From Middle English jawle, chawl, chavel (“jaw, jawbone”), from Old English ċeafl (“jaw, cheek”), from Proto-West Germanic *kafl (“jaw, cheek”). The modern form (for expected chavel, chawl; still found dialectally) is influenced by jaw, which it is a partial doublet of.

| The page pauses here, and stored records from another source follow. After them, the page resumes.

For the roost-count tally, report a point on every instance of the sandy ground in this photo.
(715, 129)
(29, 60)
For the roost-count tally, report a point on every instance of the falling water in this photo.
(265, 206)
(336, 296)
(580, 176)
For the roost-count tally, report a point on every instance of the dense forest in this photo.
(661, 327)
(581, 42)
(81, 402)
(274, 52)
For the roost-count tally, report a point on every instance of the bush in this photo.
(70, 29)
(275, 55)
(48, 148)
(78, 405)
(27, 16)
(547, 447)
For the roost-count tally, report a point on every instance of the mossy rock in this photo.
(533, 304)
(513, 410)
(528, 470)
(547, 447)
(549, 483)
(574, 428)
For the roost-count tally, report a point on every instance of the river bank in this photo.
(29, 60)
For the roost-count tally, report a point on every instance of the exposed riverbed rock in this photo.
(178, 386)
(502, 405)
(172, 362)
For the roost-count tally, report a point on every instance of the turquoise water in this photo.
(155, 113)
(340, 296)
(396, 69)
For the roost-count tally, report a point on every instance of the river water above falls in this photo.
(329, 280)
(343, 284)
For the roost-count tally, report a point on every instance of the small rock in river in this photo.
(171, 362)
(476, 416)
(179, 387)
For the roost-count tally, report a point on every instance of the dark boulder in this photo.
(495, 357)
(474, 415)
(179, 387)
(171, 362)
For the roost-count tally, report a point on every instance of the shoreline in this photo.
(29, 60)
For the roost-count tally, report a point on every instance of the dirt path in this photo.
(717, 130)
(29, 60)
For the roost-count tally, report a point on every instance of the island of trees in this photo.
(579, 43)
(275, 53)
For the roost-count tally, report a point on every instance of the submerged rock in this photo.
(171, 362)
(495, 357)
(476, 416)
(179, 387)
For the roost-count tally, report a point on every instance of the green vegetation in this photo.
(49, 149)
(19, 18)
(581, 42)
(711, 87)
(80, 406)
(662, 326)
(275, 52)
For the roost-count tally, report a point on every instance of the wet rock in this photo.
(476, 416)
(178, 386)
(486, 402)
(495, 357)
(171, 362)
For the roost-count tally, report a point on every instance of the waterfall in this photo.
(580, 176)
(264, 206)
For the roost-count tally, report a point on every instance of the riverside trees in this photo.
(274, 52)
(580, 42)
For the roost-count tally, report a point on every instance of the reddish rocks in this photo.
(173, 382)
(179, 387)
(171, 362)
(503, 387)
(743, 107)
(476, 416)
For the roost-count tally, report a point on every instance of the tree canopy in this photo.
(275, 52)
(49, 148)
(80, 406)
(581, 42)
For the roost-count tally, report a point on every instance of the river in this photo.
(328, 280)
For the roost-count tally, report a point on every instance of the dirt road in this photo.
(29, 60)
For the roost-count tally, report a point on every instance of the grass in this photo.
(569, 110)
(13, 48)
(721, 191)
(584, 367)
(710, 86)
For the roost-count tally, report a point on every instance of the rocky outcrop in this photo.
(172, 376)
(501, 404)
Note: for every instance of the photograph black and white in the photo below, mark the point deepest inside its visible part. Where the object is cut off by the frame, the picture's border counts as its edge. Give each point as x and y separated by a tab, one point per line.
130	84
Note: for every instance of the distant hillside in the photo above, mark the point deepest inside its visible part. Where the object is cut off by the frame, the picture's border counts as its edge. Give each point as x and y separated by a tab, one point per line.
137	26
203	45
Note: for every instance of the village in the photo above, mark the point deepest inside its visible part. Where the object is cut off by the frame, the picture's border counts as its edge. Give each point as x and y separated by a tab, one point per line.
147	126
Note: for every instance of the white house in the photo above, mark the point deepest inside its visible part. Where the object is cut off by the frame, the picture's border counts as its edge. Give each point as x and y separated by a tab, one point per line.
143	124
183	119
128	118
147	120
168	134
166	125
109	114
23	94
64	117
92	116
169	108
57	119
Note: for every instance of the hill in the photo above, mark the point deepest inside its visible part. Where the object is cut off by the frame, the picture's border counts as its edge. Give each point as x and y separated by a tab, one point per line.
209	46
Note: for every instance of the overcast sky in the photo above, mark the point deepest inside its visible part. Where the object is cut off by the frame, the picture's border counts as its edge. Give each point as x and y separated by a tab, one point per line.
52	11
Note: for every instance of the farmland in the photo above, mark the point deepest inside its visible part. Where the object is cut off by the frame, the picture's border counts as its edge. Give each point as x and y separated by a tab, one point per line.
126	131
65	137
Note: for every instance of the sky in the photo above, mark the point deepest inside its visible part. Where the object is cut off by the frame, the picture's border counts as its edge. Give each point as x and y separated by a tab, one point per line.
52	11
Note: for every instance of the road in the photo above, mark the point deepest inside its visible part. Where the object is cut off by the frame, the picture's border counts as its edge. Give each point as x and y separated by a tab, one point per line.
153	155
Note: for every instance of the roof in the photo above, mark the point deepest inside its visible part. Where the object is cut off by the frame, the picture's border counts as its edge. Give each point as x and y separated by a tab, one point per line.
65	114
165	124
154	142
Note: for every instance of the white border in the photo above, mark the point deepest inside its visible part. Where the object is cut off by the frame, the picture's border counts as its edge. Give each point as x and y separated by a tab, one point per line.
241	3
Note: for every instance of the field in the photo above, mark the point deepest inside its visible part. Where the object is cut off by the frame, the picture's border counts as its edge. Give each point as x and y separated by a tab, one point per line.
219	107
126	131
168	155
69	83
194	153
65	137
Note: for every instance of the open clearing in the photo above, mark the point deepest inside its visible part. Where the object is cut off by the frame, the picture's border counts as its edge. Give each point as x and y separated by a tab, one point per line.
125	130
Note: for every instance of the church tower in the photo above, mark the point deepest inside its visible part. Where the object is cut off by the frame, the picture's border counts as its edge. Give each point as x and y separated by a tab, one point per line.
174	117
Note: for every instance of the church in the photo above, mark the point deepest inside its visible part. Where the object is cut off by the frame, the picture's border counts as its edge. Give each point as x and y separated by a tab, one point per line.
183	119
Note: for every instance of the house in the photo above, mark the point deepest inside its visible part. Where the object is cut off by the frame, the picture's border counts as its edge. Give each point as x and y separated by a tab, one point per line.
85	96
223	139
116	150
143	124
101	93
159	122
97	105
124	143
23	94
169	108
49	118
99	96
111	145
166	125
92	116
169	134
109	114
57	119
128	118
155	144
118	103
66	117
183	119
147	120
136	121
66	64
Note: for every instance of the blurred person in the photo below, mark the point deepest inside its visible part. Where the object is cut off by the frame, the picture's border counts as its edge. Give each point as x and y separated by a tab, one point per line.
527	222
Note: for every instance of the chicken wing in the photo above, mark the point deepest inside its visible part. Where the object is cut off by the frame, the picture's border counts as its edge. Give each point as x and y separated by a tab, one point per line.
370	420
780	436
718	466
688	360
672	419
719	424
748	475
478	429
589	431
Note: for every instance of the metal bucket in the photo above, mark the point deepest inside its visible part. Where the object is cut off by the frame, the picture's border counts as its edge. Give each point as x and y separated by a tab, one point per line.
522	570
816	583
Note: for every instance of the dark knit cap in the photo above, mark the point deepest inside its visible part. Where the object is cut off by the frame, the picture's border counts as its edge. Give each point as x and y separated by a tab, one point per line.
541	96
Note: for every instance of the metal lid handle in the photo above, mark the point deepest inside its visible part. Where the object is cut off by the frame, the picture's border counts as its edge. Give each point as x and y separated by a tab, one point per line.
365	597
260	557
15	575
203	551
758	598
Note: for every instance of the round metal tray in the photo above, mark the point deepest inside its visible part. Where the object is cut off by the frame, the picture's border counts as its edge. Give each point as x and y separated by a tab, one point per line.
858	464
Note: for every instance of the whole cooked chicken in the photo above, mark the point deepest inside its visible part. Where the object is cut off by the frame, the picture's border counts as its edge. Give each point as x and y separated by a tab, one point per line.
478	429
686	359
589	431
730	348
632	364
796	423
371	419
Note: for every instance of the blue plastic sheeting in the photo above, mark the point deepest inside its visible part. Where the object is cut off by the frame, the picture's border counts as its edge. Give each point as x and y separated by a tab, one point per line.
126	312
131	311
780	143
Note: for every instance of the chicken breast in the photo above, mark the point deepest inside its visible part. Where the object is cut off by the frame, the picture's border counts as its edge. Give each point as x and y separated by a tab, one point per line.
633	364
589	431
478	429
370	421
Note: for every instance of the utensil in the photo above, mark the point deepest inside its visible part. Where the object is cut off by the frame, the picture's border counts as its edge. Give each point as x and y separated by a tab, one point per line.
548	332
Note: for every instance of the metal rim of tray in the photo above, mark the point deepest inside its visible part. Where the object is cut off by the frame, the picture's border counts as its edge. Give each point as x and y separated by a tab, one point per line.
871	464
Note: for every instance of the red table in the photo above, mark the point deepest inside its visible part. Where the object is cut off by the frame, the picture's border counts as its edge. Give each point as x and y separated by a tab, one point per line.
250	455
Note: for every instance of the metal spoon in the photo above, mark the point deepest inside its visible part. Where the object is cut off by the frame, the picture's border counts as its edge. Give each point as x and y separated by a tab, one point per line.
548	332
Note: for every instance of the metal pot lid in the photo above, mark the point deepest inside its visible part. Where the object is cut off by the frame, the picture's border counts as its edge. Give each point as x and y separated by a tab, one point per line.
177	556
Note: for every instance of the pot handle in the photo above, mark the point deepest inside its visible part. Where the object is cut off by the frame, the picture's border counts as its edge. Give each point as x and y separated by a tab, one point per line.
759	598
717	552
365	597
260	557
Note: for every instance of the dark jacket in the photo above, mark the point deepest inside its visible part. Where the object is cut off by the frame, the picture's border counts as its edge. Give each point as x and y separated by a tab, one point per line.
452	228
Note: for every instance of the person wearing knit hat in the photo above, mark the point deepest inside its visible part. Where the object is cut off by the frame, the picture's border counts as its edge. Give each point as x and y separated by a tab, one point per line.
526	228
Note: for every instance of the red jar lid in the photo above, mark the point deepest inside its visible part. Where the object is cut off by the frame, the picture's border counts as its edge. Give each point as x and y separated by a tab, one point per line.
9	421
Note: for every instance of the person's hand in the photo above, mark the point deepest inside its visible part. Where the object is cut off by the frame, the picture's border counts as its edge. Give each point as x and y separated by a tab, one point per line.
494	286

From Middle English cholle (“wattle, jowl”), from Old English ċeole (“throat”), from Proto-West Germanic *kelā, from Proto-Germanic *kelǭ (“gullet”) (compare Scots choll, West Frisian kiel, Dutch keel, German Kehle), from Proto-Indo-European *gʷelu- (“to swallow”) (compare Old Irish in·gilid (“to graze”), Irish goile (“stomach”), Latin gula (“throat”), gluttiō (“to swallow”), Russian глота́ть (glotátʹ, “to swallow, gulp”), Ancient Greek δέλεαρ (délear, “lure”), Armenian կլանել (klanel, “I swallow”), Persian گلو (galu), Hindi गला (galā, “neck, throat”)).
From Middle English jollen, chollen (“to knock, strike, batter; stagger”). Related to jow (“to knock, bump, ring”).
From Middle English jollen, chollen (“to knock, strike, batter; stagger”). Related to jow (“to knock, bump, ring”).